Стараясь никого не разбудить, в камере появилась как-то ночью маленькая женщина со светлыми глазами и волосами в темном платье и белой косынке. Она присела на край нар и беззвучно заплакала.

—    О чем вы? Здесь всем плохо.

—    Я не о себе, не думайте, я о братце.

—    О вашем брате?

—    Нет, о братце. Мы трезвенники8. Нас всех вчера ночью с ним забрали. Мы вместе молились, так всех сюда и привезли, в собашнике сутки держали — да там лучше, там мы вместе были, ведь братец без нас пропадет, он как дитё малое, ничего не умеет.

—    Люди помогут, не плачьте.

—    Это я так, больше от усталости, знаю, что люди помогут, только бы потом всем одно решение, чтобы вместе быть. Мы за веру пострадать готовы.
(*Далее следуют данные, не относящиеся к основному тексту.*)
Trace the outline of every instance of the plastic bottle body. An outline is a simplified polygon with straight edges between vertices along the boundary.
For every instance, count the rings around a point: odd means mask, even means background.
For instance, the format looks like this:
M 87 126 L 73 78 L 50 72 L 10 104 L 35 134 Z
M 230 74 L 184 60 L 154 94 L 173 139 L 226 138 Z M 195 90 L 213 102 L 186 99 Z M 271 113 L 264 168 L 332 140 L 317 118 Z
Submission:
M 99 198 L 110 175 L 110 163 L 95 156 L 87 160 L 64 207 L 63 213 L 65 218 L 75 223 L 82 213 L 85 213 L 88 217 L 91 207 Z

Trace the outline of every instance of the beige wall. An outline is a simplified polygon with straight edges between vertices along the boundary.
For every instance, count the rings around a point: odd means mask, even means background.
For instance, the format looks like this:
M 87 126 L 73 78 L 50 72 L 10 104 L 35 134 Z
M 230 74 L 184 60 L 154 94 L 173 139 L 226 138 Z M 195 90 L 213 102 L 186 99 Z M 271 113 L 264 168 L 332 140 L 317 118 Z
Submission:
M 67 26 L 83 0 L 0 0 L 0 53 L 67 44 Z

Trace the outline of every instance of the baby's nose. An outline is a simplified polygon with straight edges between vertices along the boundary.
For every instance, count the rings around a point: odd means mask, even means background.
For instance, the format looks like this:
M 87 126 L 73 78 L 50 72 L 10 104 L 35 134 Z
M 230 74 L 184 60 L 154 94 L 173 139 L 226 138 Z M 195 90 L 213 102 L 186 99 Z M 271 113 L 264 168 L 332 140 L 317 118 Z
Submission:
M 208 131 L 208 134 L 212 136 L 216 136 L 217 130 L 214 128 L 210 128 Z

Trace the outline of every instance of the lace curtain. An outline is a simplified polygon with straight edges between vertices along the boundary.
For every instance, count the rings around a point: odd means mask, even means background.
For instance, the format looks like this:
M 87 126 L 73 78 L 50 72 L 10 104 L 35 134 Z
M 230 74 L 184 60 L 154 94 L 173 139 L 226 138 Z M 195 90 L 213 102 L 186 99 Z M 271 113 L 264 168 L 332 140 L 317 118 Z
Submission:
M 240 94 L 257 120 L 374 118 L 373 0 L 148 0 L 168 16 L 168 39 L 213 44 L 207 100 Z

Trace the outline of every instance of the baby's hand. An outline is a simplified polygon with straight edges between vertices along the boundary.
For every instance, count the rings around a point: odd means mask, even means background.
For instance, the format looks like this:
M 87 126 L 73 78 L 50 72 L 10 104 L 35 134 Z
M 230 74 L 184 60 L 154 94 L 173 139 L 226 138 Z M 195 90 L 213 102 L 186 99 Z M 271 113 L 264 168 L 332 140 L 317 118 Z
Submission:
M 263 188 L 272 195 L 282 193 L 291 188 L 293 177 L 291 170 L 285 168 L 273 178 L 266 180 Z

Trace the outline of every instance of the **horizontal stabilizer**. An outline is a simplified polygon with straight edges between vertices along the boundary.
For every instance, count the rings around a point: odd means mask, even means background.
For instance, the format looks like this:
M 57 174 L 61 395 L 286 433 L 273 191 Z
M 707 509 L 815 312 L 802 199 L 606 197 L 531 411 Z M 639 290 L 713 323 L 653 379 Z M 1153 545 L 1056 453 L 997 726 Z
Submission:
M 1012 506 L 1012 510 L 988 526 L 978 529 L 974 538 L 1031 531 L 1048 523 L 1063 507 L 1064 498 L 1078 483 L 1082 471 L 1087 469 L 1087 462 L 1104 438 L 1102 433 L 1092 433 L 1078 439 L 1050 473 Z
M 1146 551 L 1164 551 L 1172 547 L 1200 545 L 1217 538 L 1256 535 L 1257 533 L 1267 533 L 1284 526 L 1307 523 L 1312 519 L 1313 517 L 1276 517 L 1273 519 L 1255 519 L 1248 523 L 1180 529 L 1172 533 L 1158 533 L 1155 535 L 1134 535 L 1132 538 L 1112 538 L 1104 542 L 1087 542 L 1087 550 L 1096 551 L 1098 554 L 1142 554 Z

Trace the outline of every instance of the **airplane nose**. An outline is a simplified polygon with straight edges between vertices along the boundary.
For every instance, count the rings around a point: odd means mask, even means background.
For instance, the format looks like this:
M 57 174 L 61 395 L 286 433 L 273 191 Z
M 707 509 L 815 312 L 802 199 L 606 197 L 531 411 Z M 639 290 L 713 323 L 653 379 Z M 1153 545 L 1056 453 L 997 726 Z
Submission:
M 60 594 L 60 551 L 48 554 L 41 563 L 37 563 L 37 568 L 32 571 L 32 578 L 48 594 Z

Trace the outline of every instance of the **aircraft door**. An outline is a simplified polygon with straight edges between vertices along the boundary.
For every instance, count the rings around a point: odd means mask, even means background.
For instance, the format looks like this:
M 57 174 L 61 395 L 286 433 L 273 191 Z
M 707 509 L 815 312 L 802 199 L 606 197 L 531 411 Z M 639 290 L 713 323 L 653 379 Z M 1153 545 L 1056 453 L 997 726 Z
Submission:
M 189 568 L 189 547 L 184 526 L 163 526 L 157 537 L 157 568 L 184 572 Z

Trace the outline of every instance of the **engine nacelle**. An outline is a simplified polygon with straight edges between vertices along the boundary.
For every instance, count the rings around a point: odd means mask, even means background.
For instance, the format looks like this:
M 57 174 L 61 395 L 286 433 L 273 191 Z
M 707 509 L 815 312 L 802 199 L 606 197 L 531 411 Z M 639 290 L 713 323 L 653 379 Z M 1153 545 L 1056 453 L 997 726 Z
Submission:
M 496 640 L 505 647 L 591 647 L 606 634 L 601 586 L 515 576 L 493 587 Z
До утра рассказывала она о трезвенниках, об их учении, работе, восторженно говорила о братце.

Утром ее увели.

Как-то ночью, шумно протестуя против чего-то, в камеру вошла средних лет женщина в форме сестры с красным крестом на фартуке в сопровождении огромного багажа, который едва тащил солдат. Не стесняясь ночным временем, она громко обратилась к нам:

—    И зачем таскают взад и вперед, довольно уж здесь насиделась, теперь полгода в Бутырке была, старостой на женском отделении. Зачем сдернули? Что им надо?

Она негодовала, но какой-то фальшью звучали взрывы негодования.

Почему-то в камерах почти всегда безошибочно чуют опасность, инстинктивно сторонятся тех, кто не внушает доверия. Что-то спасает. Может быть, едва уловимые интонации администрации, может быть, чрезмерная наигранность самого субъекта, но «наседка» едва ли не всегда узнается.